A commentary in the U.K. Guardian asked, “Is the game up for China’s much emulated growth model?”
New York Times columnist Paul Krugman bluntly asserted that “their mismanagement of the stock market shows China’s leaders have no idea what they are doing.”
The decline of international confidence in the competence and credibility of Xi and the Chinese leadership could reduce the pressure many governments, companies, international organizations and others have felt to defer to Beijing. It may well lead to greater willingness on the part of some to get tough with China on a host of contentious issues. These range from trade tensions to disputes over sovereignty in the South and East China Seas.
“You are beginning to get more and more voices outside China willing to call a spade a spade,” says one former State Department Asia specialist. “The whole dynamic of interaction is going to become much more fraught.”
Some analysts, such as the Asia Society’s widely respected Orville Schell, have expressed hope that this summer’s setbacks to the much-vaunted “China model” might “temper Beijing’s current tendency toward arrogance, rigidity, belligerence and diplomatic hectoring.” But the opposite behavior is equally possible, especially given the increasingly tense internal politics in China.
Xi’s sweeping anti-corruption campaign, which has targeted senior Communist Party and military officials, as well as lower-ranking bureaucrats, has been very popular. But it has also generated widespread fear throughout the system, especially as it has been accompanied by a degree of ideological rigidity and repression unseen in years. The result has been a kind of creeping paralysis, with many officials and business executives afraid to take decisions, while dragging their feet on measures Xi has proposed to revitalize the economy. Moreover, along with his growing power, Xi has acquired a large number of enemies, making himself a target for discontent or outright opposition should things start to go wrong – as has been the case in recent weeks.
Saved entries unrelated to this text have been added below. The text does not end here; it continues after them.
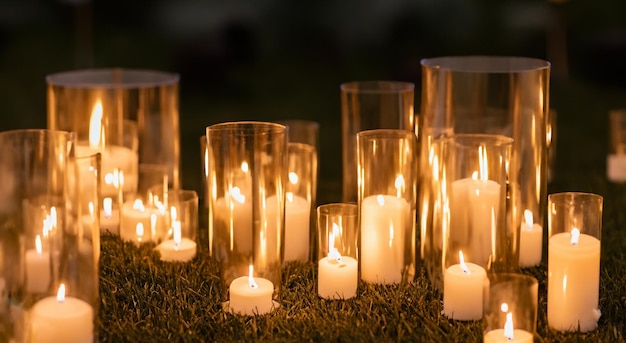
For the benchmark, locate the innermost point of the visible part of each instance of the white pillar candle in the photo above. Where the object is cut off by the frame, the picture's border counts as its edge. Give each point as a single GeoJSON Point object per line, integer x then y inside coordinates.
{"type": "Point", "coordinates": [62, 319]}
{"type": "Point", "coordinates": [573, 281]}
{"type": "Point", "coordinates": [475, 203]}
{"type": "Point", "coordinates": [250, 295]}
{"type": "Point", "coordinates": [463, 290]}
{"type": "Point", "coordinates": [509, 334]}
{"type": "Point", "coordinates": [531, 239]}
{"type": "Point", "coordinates": [136, 221]}
{"type": "Point", "coordinates": [297, 227]}
{"type": "Point", "coordinates": [37, 269]}
{"type": "Point", "coordinates": [337, 276]}
{"type": "Point", "coordinates": [383, 226]}
{"type": "Point", "coordinates": [178, 248]}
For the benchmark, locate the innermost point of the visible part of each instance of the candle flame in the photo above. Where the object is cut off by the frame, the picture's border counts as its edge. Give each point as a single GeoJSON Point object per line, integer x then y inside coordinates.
{"type": "Point", "coordinates": [575, 236]}
{"type": "Point", "coordinates": [251, 281]}
{"type": "Point", "coordinates": [96, 130]}
{"type": "Point", "coordinates": [508, 327]}
{"type": "Point", "coordinates": [61, 293]}
{"type": "Point", "coordinates": [528, 219]}
{"type": "Point", "coordinates": [293, 178]}
{"type": "Point", "coordinates": [38, 245]}
{"type": "Point", "coordinates": [462, 263]}
{"type": "Point", "coordinates": [107, 207]}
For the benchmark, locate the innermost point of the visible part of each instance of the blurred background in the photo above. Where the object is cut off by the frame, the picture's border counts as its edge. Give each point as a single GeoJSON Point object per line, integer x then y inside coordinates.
{"type": "Point", "coordinates": [280, 59]}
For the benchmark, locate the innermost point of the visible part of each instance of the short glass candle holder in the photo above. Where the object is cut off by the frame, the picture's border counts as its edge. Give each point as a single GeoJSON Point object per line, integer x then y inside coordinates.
{"type": "Point", "coordinates": [337, 273]}
{"type": "Point", "coordinates": [575, 226]}
{"type": "Point", "coordinates": [387, 185]}
{"type": "Point", "coordinates": [177, 235]}
{"type": "Point", "coordinates": [52, 276]}
{"type": "Point", "coordinates": [510, 308]}
{"type": "Point", "coordinates": [370, 105]}
{"type": "Point", "coordinates": [247, 171]}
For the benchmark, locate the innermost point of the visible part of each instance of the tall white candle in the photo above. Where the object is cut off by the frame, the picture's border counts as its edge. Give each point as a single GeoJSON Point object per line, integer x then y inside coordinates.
{"type": "Point", "coordinates": [37, 268]}
{"type": "Point", "coordinates": [474, 204]}
{"type": "Point", "coordinates": [573, 281]}
{"type": "Point", "coordinates": [61, 319]}
{"type": "Point", "coordinates": [337, 275]}
{"type": "Point", "coordinates": [250, 295]}
{"type": "Point", "coordinates": [463, 285]}
{"type": "Point", "coordinates": [531, 239]}
{"type": "Point", "coordinates": [384, 219]}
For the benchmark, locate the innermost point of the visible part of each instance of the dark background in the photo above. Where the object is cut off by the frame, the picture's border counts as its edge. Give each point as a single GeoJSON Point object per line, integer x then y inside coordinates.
{"type": "Point", "coordinates": [281, 59]}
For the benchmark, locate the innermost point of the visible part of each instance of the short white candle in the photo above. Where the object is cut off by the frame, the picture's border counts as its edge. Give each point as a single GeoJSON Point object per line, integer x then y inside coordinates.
{"type": "Point", "coordinates": [61, 319]}
{"type": "Point", "coordinates": [250, 295]}
{"type": "Point", "coordinates": [178, 248]}
{"type": "Point", "coordinates": [463, 290]}
{"type": "Point", "coordinates": [531, 239]}
{"type": "Point", "coordinates": [383, 226]}
{"type": "Point", "coordinates": [337, 276]}
{"type": "Point", "coordinates": [573, 281]}
{"type": "Point", "coordinates": [37, 269]}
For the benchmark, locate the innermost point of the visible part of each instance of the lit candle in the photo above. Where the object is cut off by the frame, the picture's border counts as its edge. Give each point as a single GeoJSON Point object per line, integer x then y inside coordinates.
{"type": "Point", "coordinates": [573, 281]}
{"type": "Point", "coordinates": [136, 221]}
{"type": "Point", "coordinates": [61, 319]}
{"type": "Point", "coordinates": [509, 334]}
{"type": "Point", "coordinates": [337, 275]}
{"type": "Point", "coordinates": [383, 226]}
{"type": "Point", "coordinates": [463, 290]}
{"type": "Point", "coordinates": [178, 248]}
{"type": "Point", "coordinates": [531, 238]}
{"type": "Point", "coordinates": [250, 295]}
{"type": "Point", "coordinates": [37, 268]}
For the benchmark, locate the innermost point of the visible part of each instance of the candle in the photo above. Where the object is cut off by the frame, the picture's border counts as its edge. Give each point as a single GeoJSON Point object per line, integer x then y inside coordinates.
{"type": "Point", "coordinates": [177, 249]}
{"type": "Point", "coordinates": [61, 319]}
{"type": "Point", "coordinates": [531, 238]}
{"type": "Point", "coordinates": [463, 290]}
{"type": "Point", "coordinates": [136, 221]}
{"type": "Point", "coordinates": [37, 268]}
{"type": "Point", "coordinates": [249, 295]}
{"type": "Point", "coordinates": [383, 224]}
{"type": "Point", "coordinates": [297, 227]}
{"type": "Point", "coordinates": [573, 281]}
{"type": "Point", "coordinates": [337, 275]}
{"type": "Point", "coordinates": [474, 203]}
{"type": "Point", "coordinates": [509, 334]}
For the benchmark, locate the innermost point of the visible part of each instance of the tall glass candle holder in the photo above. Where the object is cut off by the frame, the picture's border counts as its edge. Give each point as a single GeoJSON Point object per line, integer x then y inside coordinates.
{"type": "Point", "coordinates": [247, 178]}
{"type": "Point", "coordinates": [337, 273]}
{"type": "Point", "coordinates": [485, 95]}
{"type": "Point", "coordinates": [510, 308]}
{"type": "Point", "coordinates": [575, 226]}
{"type": "Point", "coordinates": [387, 173]}
{"type": "Point", "coordinates": [368, 105]}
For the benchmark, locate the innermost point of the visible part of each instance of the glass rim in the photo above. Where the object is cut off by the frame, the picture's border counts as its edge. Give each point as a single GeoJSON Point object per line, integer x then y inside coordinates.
{"type": "Point", "coordinates": [485, 64]}
{"type": "Point", "coordinates": [377, 86]}
{"type": "Point", "coordinates": [104, 78]}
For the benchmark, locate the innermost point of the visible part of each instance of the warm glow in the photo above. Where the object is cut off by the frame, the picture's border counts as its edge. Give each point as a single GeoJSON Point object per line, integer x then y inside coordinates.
{"type": "Point", "coordinates": [575, 236]}
{"type": "Point", "coordinates": [508, 327]}
{"type": "Point", "coordinates": [462, 263]}
{"type": "Point", "coordinates": [61, 293]}
{"type": "Point", "coordinates": [38, 244]}
{"type": "Point", "coordinates": [96, 129]}
{"type": "Point", "coordinates": [528, 219]}
{"type": "Point", "coordinates": [251, 281]}
{"type": "Point", "coordinates": [293, 178]}
{"type": "Point", "coordinates": [107, 207]}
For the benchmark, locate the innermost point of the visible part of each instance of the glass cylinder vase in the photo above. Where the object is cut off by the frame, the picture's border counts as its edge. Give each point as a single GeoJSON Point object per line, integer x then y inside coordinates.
{"type": "Point", "coordinates": [368, 105]}
{"type": "Point", "coordinates": [575, 227]}
{"type": "Point", "coordinates": [387, 173]}
{"type": "Point", "coordinates": [247, 178]}
{"type": "Point", "coordinates": [485, 95]}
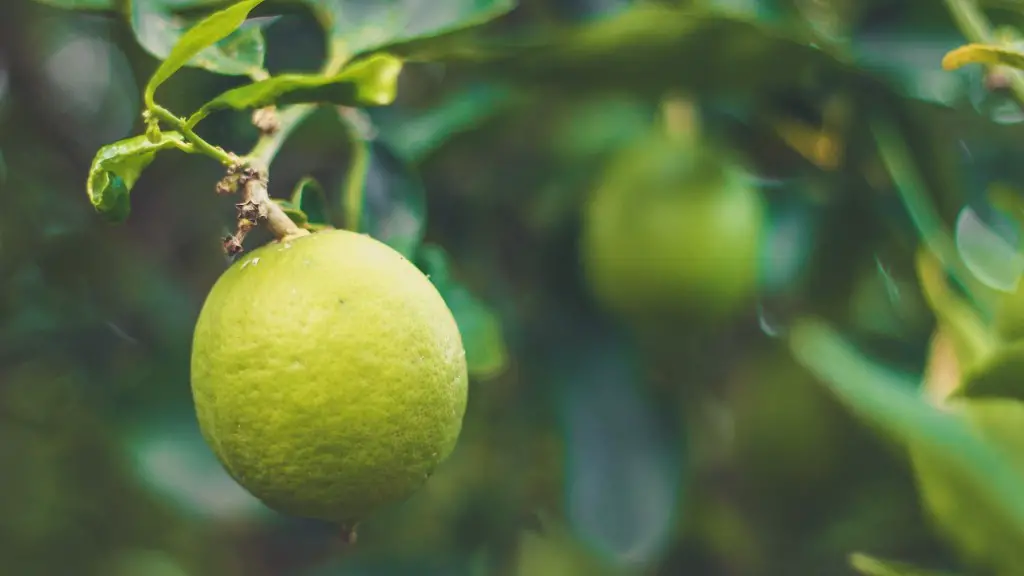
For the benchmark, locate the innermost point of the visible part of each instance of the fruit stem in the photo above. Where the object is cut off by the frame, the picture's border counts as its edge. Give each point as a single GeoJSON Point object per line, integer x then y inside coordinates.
{"type": "Point", "coordinates": [200, 145]}
{"type": "Point", "coordinates": [256, 205]}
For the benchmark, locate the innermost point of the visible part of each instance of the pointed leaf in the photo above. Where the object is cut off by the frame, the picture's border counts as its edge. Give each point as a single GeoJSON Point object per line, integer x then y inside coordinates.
{"type": "Point", "coordinates": [984, 537]}
{"type": "Point", "coordinates": [480, 328]}
{"type": "Point", "coordinates": [369, 82]}
{"type": "Point", "coordinates": [965, 480]}
{"type": "Point", "coordinates": [158, 31]}
{"type": "Point", "coordinates": [869, 566]}
{"type": "Point", "coordinates": [211, 30]}
{"type": "Point", "coordinates": [983, 53]}
{"type": "Point", "coordinates": [309, 199]}
{"type": "Point", "coordinates": [116, 168]}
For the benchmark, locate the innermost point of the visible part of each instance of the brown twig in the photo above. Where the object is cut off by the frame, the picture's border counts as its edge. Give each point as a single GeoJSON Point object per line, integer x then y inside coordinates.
{"type": "Point", "coordinates": [255, 207]}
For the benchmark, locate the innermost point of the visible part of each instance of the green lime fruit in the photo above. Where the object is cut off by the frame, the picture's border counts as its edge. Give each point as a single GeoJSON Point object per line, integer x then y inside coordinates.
{"type": "Point", "coordinates": [673, 228]}
{"type": "Point", "coordinates": [329, 375]}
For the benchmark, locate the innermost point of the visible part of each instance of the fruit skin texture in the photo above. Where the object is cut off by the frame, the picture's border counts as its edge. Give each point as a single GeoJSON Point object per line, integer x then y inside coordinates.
{"type": "Point", "coordinates": [329, 376]}
{"type": "Point", "coordinates": [673, 228]}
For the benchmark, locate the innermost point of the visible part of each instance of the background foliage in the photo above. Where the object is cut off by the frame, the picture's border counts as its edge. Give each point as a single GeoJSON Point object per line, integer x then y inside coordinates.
{"type": "Point", "coordinates": [856, 410]}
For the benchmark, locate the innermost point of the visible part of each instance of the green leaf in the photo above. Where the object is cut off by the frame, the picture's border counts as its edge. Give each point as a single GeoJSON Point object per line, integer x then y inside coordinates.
{"type": "Point", "coordinates": [208, 32]}
{"type": "Point", "coordinates": [393, 201]}
{"type": "Point", "coordinates": [293, 212]}
{"type": "Point", "coordinates": [158, 31]}
{"type": "Point", "coordinates": [117, 167]}
{"type": "Point", "coordinates": [309, 199]}
{"type": "Point", "coordinates": [983, 53]}
{"type": "Point", "coordinates": [369, 82]}
{"type": "Point", "coordinates": [970, 486]}
{"type": "Point", "coordinates": [869, 566]}
{"type": "Point", "coordinates": [486, 355]}
{"type": "Point", "coordinates": [356, 27]}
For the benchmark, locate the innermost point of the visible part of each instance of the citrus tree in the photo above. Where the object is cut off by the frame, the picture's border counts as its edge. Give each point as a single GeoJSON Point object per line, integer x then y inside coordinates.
{"type": "Point", "coordinates": [830, 183]}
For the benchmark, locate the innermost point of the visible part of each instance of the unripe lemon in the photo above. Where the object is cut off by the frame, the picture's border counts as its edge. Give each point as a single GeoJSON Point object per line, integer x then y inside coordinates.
{"type": "Point", "coordinates": [673, 228]}
{"type": "Point", "coordinates": [329, 376]}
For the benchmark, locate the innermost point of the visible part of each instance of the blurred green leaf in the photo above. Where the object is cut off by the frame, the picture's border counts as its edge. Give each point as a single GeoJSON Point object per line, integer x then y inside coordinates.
{"type": "Point", "coordinates": [650, 48]}
{"type": "Point", "coordinates": [116, 168]}
{"type": "Point", "coordinates": [356, 27]}
{"type": "Point", "coordinates": [158, 31]}
{"type": "Point", "coordinates": [393, 202]}
{"type": "Point", "coordinates": [369, 82]}
{"type": "Point", "coordinates": [293, 212]}
{"type": "Point", "coordinates": [486, 355]}
{"type": "Point", "coordinates": [973, 342]}
{"type": "Point", "coordinates": [208, 32]}
{"type": "Point", "coordinates": [869, 566]}
{"type": "Point", "coordinates": [966, 481]}
{"type": "Point", "coordinates": [104, 5]}
{"type": "Point", "coordinates": [997, 376]}
{"type": "Point", "coordinates": [983, 53]}
{"type": "Point", "coordinates": [309, 199]}
{"type": "Point", "coordinates": [414, 136]}
{"type": "Point", "coordinates": [986, 538]}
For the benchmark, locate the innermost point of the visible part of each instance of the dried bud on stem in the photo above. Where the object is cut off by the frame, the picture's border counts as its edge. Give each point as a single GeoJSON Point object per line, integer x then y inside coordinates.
{"type": "Point", "coordinates": [266, 120]}
{"type": "Point", "coordinates": [256, 207]}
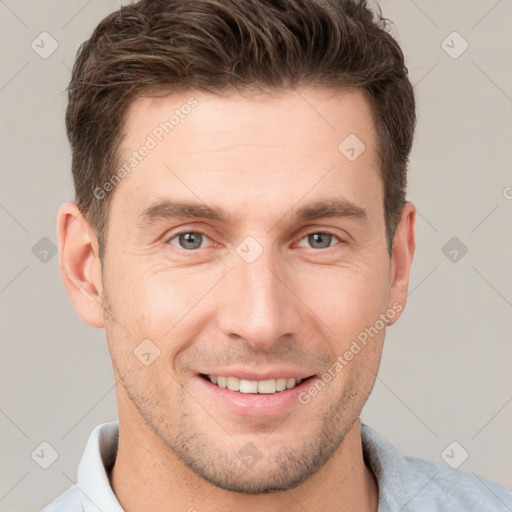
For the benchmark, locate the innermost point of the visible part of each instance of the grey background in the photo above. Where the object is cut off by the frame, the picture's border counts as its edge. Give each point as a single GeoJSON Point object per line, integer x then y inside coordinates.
{"type": "Point", "coordinates": [445, 373]}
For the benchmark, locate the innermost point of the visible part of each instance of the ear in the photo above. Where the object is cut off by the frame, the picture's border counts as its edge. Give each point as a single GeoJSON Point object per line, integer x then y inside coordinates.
{"type": "Point", "coordinates": [80, 265]}
{"type": "Point", "coordinates": [404, 244]}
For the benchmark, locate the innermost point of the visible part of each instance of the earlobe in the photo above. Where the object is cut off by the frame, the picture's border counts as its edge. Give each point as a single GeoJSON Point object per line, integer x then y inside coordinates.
{"type": "Point", "coordinates": [80, 265]}
{"type": "Point", "coordinates": [404, 244]}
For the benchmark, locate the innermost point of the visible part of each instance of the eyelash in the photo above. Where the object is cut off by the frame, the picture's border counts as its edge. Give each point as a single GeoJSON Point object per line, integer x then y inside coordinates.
{"type": "Point", "coordinates": [199, 231]}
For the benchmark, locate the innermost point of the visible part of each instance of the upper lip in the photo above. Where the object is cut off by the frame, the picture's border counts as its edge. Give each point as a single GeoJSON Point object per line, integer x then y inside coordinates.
{"type": "Point", "coordinates": [261, 374]}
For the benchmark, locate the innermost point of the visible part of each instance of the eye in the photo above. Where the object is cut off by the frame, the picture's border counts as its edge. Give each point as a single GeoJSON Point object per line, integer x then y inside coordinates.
{"type": "Point", "coordinates": [189, 240]}
{"type": "Point", "coordinates": [320, 239]}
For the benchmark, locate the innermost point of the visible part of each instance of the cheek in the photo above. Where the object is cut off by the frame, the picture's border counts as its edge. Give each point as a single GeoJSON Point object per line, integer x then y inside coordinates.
{"type": "Point", "coordinates": [345, 300]}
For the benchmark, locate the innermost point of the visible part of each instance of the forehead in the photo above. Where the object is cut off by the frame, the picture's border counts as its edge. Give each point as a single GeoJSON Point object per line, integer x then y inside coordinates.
{"type": "Point", "coordinates": [233, 148]}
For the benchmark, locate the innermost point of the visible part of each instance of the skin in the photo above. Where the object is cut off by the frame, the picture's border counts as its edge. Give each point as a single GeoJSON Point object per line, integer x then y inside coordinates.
{"type": "Point", "coordinates": [260, 158]}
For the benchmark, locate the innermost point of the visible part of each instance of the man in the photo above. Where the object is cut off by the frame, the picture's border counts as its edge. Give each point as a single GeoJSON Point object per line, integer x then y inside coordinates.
{"type": "Point", "coordinates": [241, 233]}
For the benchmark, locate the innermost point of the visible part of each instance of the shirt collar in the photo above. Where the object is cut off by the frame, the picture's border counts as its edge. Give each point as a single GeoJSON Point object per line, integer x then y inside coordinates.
{"type": "Point", "coordinates": [387, 464]}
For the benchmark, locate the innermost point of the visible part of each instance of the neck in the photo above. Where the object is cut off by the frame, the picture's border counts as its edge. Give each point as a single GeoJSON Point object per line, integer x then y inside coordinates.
{"type": "Point", "coordinates": [148, 476]}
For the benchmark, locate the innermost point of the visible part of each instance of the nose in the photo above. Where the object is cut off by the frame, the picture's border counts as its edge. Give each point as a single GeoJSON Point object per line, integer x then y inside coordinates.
{"type": "Point", "coordinates": [258, 303]}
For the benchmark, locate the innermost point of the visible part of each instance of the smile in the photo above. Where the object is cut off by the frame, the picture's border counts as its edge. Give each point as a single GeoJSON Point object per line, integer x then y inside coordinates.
{"type": "Point", "coordinates": [268, 386]}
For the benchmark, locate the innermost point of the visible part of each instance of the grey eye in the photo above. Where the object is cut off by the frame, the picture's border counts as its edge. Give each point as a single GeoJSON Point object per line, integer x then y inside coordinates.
{"type": "Point", "coordinates": [189, 240]}
{"type": "Point", "coordinates": [320, 240]}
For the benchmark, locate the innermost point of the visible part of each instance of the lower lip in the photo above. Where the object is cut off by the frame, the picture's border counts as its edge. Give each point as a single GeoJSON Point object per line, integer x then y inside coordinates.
{"type": "Point", "coordinates": [255, 404]}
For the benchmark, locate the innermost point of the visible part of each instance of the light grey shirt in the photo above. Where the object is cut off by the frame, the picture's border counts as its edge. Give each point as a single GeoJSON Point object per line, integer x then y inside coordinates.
{"type": "Point", "coordinates": [406, 484]}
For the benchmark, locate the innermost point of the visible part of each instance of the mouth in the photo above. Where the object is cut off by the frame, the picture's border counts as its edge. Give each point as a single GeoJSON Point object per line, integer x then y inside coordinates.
{"type": "Point", "coordinates": [255, 387]}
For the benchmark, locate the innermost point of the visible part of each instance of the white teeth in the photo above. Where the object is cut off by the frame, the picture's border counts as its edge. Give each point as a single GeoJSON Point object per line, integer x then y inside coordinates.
{"type": "Point", "coordinates": [248, 386]}
{"type": "Point", "coordinates": [281, 384]}
{"type": "Point", "coordinates": [268, 386]}
{"type": "Point", "coordinates": [233, 383]}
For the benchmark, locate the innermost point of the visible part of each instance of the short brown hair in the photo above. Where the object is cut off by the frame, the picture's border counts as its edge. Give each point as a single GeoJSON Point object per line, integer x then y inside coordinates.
{"type": "Point", "coordinates": [221, 45]}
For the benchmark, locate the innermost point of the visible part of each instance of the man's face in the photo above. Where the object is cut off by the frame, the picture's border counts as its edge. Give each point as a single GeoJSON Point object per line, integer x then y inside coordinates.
{"type": "Point", "coordinates": [262, 294]}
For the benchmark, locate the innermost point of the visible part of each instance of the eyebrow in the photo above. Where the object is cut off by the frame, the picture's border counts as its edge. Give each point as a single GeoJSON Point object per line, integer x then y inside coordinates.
{"type": "Point", "coordinates": [164, 209]}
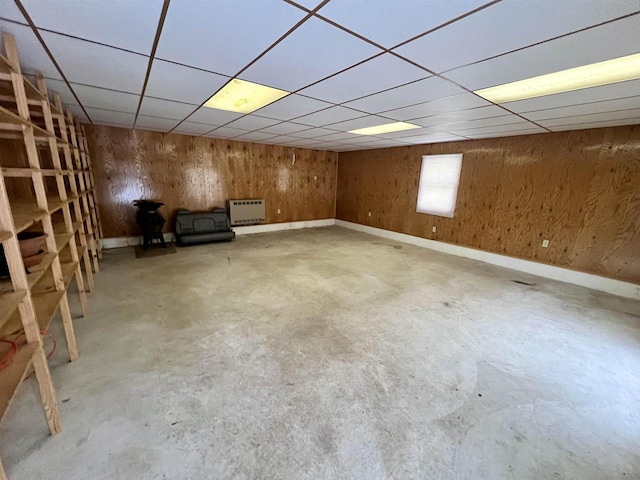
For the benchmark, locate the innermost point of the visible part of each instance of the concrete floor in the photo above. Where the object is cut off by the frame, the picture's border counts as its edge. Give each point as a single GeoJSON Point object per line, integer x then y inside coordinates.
{"type": "Point", "coordinates": [328, 353]}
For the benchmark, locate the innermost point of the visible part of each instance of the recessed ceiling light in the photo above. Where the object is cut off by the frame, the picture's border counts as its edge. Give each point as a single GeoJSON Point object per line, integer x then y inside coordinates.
{"type": "Point", "coordinates": [386, 128]}
{"type": "Point", "coordinates": [244, 97]}
{"type": "Point", "coordinates": [593, 75]}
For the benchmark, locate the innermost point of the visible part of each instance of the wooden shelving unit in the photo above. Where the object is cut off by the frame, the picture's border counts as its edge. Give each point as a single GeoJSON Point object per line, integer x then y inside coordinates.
{"type": "Point", "coordinates": [46, 185]}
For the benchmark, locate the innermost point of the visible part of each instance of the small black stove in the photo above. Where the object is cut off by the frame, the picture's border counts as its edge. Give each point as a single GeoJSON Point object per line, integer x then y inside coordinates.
{"type": "Point", "coordinates": [150, 221]}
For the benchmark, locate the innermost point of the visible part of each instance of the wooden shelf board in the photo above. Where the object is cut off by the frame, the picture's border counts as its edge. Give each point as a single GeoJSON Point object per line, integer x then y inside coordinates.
{"type": "Point", "coordinates": [11, 377]}
{"type": "Point", "coordinates": [8, 304]}
{"type": "Point", "coordinates": [47, 285]}
{"type": "Point", "coordinates": [46, 304]}
{"type": "Point", "coordinates": [8, 117]}
{"type": "Point", "coordinates": [18, 172]}
{"type": "Point", "coordinates": [36, 272]}
{"type": "Point", "coordinates": [62, 240]}
{"type": "Point", "coordinates": [51, 172]}
{"type": "Point", "coordinates": [25, 213]}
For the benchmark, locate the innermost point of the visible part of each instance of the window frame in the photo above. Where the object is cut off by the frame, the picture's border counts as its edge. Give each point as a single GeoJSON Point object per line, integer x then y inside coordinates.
{"type": "Point", "coordinates": [450, 185]}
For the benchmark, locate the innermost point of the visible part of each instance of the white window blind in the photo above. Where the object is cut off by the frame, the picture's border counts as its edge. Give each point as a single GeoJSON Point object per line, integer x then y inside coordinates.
{"type": "Point", "coordinates": [438, 189]}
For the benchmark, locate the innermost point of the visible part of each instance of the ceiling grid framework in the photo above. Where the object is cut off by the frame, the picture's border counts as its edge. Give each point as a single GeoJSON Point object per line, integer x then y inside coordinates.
{"type": "Point", "coordinates": [349, 64]}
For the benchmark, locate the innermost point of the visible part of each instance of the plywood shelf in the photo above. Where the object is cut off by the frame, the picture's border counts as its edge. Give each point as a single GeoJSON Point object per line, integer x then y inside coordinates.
{"type": "Point", "coordinates": [46, 304]}
{"type": "Point", "coordinates": [9, 120]}
{"type": "Point", "coordinates": [47, 283]}
{"type": "Point", "coordinates": [18, 172]}
{"type": "Point", "coordinates": [8, 304]}
{"type": "Point", "coordinates": [62, 240]}
{"type": "Point", "coordinates": [11, 377]}
{"type": "Point", "coordinates": [25, 214]}
{"type": "Point", "coordinates": [36, 272]}
{"type": "Point", "coordinates": [52, 139]}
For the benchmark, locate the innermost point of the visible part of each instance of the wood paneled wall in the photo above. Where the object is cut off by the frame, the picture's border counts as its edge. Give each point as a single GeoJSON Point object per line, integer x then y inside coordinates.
{"type": "Point", "coordinates": [580, 190]}
{"type": "Point", "coordinates": [198, 173]}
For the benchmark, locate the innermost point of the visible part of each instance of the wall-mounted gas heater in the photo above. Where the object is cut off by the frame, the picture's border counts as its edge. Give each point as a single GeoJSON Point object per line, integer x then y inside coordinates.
{"type": "Point", "coordinates": [246, 212]}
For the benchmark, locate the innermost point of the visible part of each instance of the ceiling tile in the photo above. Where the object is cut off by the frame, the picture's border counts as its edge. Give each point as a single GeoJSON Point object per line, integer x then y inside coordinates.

This atmosphere could affect international dealings with China in many ways. On one level, foreigners may start to find their Chinese interlocutors even more cautious and rigid, fearful of getting on the wrong side of the shifting political winds in Beijing, and thus less able to engage in a thoughtful way on a host of issues.
On broader policy matters, while the overall thrust of China’s recent international approach is unlikely to change, Beijing could well become less, rather than more, flexible – especially on matters seen to involve sovereignty, pride, and prestige. If Xi Jinping feels under pressure at home, the last thing he can afford is to look weak internationally.
That was certainly one reason behind the massive show of force in China’s September 3rd parade marking the Japanese defeat in World War II – to project strength to the rest of the world, and to signal to the Chinese people that he remains very much in control. As the tumultuous development of recent weeks made clear, however, the real power dynamics in Beijing are much less clear-cut.
It remains uncertain how forceful President Obama intends to be in his upcoming summit with Xi. The administration is juggling pressure to respond strongly to Chinese assertiveness on a host of sensitive issues with a desire to prevent a further deterioration in Sino-American relations.
But the perception that, as one observer put it, the recent troubles have shown “the emperor has, if not no clothes, at least a lot fewer clothes,” may well change the way many in the West think about China’s current and future prospects. The prospect of fewer members of the international community being willing to “kowtow” to an increasingly beleaguered regime in Beijing could prove to be an unsettling combination.